The global outsourcing market slowed in the first quarter of 2015 from its near-record high revenues in Q1 2014, with contract values falling due to increased competition. First-quarter Annual Contract Value (ACV) fell 18%, to US$5.1bn, one of the lowest first quarter ACVs in the last decade. Q1 2015 revenue was also flat compared to the fourth quarter of 2014, but up 6.3% year over year. Most of the tracked companies experienced a slight decline in net income compared to last quarter and year over year. Computer Sciences Corp (CSC) reported the sharpest decline in net income of 103% quarter over quarter and 94.8% year over year.
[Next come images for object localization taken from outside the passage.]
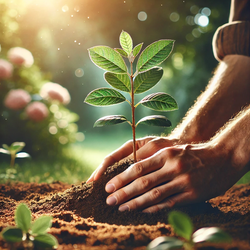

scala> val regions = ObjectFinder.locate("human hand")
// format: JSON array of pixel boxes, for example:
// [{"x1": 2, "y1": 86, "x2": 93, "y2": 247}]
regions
[
  {"x1": 105, "y1": 143, "x2": 247, "y2": 213},
  {"x1": 86, "y1": 136, "x2": 179, "y2": 183}
]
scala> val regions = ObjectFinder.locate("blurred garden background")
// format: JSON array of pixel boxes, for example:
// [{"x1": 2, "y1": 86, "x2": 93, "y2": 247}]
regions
[{"x1": 1, "y1": 0, "x2": 249, "y2": 184}]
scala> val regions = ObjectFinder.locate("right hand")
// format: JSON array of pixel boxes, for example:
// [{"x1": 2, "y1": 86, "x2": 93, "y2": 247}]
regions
[{"x1": 86, "y1": 136, "x2": 179, "y2": 183}]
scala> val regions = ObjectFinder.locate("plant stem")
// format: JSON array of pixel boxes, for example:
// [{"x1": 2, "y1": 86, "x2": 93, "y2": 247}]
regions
[
  {"x1": 130, "y1": 61, "x2": 137, "y2": 163},
  {"x1": 10, "y1": 153, "x2": 15, "y2": 168}
]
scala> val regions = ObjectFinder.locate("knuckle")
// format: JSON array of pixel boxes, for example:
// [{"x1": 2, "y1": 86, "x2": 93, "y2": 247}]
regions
[
  {"x1": 150, "y1": 138, "x2": 166, "y2": 151},
  {"x1": 137, "y1": 176, "x2": 151, "y2": 190},
  {"x1": 128, "y1": 198, "x2": 139, "y2": 210},
  {"x1": 116, "y1": 188, "x2": 129, "y2": 203},
  {"x1": 166, "y1": 198, "x2": 176, "y2": 208},
  {"x1": 149, "y1": 188, "x2": 162, "y2": 201},
  {"x1": 132, "y1": 162, "x2": 144, "y2": 176}
]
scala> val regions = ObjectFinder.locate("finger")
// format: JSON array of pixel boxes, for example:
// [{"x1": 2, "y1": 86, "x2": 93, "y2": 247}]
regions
[
  {"x1": 86, "y1": 168, "x2": 98, "y2": 183},
  {"x1": 118, "y1": 177, "x2": 186, "y2": 212},
  {"x1": 92, "y1": 140, "x2": 135, "y2": 181},
  {"x1": 142, "y1": 191, "x2": 195, "y2": 213},
  {"x1": 127, "y1": 137, "x2": 178, "y2": 161},
  {"x1": 105, "y1": 149, "x2": 167, "y2": 194}
]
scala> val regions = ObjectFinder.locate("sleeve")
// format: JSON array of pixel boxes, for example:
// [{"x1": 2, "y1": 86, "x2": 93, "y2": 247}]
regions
[{"x1": 212, "y1": 0, "x2": 250, "y2": 61}]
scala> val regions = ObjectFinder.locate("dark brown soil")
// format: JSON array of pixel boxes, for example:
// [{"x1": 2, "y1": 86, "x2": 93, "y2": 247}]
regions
[{"x1": 0, "y1": 160, "x2": 250, "y2": 250}]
The total number of first quarter contracts (305) was down 7% from Q1 2014. Still, the volume of smaller deals, those with ACV of under US$30mn, remained steady compared to Q1 2014 totaling 269 contracts valued at US$2.5bn. However, larger deals, worth more than US$30mn annually, declined about 25% in number (28 contracts) and value (US$1.3bn in ACV) from the previous year. By domain, information technology outsourcing (ITO) slowed in the first quarter, with US$3.5bn in ACV awarded, down by 27% from last year and the lowest first quarter ACV since 2004. Conversely, business process outsourcing (BPO) saw contract volume grow by 18% and ACV by 13% to US$1.6bn. This was the second consecutive quarter BPO had an ACV of more than US$1.5bn.1
In Q1 2015 the Americas had the strongest quarter compared to EMEA and Asia Pacific. The Americas ACV increased by 10% compared to Q1 2014 to US$2.1bn. This makes Q1 2015 the fourth consecutive quarter the Americas region posted ACV higher than US$2bn. A total of 143 contracts were awarded in the quarter, up 27%. Restructured ACV reached more than US$1bn in consecutive quarters, and the value of restructured contracts were higher than that of new-scope contracts, which has happened only twice before. Among industries, the Energy sector’s ACV increased by 125% and its volume soared by 150% as the pace of sourcing activity picks up in the face of falling oil prices. Healthcare and Pharma also had a strong quarter, with ACV more than tripling and volume up nearly 150%, reflecting the growing need to provide services at lower cost amid increasing regulatory and compliance pressures.1
Computer Sciences Corporation plans to divide into two separate publicly traded companies. One company will serve commercial and government clients globally and the other will serve public sector clients in the US.